There are a few key terms that need to be understood at the beginning of this book, before we can continue. This is only a partial list of all terms that will be used throughout this book, but these key words are important to know before we begin the main narrative of this text.

- Time domain
- The time domain is described by graphs of power, voltage and current that depend upon time. The "Time domain" is simply another way of saying that our circuits change with time, and that the major variable used to describe the system is time. Another name is "Temporal".

- Frequency domain
- The frequency domain are graphs of power, voltage and/or current that depend upon frequency such as Bode plots. Variable frequencies in wireless communication can represent changing channels or data on a channel. Another name is the "Fourier domain". Other domains that an engineer might encounter are the "Laplace domain" (or the "s domain" or "complex frequency domain"), and the "Z domain". When combined with the time, it is called a "Spectral" or "Waterfall."

- Circuit Response
- Circuits generally have inputs and outputs. In fact, it is safe to say that a circuit isn't useful if it doesn't have one or the other (usually both). Circuit response is the relationship between the circuit's input to the circuit's output. The circuit response may be a measure of either current or voltage.

- Non-homogeneous
- Circuits are described by equations that capture the the component characteristics and how they are wired together. These equations are non-homogeneous in nature. Solving these equations requires splitting the single problem into two problems: Steady State Solution (particular solution) and Transient Solution (homogeneous solution).

- Steady State Solution
- The final value, when all circuit elements have a constant or periodic behaviour, is also known as the steady-state value of the circuit. The circuit response at steady state (when voltages and currents have stopped changing due to a disturbance) is also known as the "steady state response". The steady state solution to the particular integral is called the
**particular solution**.

- Transient Response
- A transient response occurs when:
- a circuit is turned on or off
- a sensor responds to the physical world changes
- static electricity is discharged
- an old car with old spark plugs (before resistors were put in spark plugs) drives by

- Transient means momentary, or a short period of time. Transient means that the energy in a circuit suddenly changes which causes the energy storage elements to react. The circuit's energy state is forced to change. When a car goes over a bump, it can fly apart, feel like a rock, or cushion the impact in a designed manner. The goal of most circuit design is to plan for transients, whether intended or not.

- Transient solutions are determined by assuming the driving function(s) is zero which creates a homogeneous equation, which has a
**homogeneous solution**technique.

## Summary[edit]

When something changes in a circuit, there is a certain transition period before a circuit "settles down", and reaches its final value.
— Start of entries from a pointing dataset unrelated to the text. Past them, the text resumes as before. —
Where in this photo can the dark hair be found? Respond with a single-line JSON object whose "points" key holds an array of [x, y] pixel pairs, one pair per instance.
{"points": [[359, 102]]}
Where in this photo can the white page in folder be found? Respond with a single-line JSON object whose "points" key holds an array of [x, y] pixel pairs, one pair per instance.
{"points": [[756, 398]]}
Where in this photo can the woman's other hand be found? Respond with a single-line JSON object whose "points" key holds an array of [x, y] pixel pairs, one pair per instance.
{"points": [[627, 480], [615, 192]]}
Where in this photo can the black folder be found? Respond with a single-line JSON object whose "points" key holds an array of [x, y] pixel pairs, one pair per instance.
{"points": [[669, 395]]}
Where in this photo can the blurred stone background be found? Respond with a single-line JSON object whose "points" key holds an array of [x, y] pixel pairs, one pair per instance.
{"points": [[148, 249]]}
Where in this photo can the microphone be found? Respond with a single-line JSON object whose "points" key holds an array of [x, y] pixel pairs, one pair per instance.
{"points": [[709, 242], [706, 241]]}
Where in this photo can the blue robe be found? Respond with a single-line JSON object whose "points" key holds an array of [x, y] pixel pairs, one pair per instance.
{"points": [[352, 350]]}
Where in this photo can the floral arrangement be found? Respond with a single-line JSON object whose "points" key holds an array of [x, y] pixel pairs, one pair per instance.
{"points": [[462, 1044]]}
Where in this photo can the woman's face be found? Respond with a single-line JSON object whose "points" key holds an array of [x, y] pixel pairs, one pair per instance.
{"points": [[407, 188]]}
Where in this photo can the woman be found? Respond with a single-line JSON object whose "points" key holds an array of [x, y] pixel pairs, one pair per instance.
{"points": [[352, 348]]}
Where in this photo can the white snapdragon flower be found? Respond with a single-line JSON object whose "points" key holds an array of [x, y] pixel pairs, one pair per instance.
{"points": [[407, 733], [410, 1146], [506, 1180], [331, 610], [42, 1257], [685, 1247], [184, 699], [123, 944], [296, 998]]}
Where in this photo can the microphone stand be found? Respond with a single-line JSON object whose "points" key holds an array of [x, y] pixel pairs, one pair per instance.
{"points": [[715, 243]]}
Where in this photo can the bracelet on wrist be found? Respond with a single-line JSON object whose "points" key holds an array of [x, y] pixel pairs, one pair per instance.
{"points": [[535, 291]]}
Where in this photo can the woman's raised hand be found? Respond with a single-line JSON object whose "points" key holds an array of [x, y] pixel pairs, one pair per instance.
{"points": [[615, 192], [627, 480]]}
The response that a circuit has before settling into its *steady-state response* is known as the *transient response*. Using using **Euler's formula**, **complex numbers**, **phasors** and the **s-plane**, a **homogeneous solution** technique will be developed that captures the transient response by assuming the final state has no energy. In addition, a **particular solution** technique will be developed that finds the final energy state. Added together, they predict the *circuit response*.

The related **Differential equation** development of homogeneous and particular solutions will be avoided.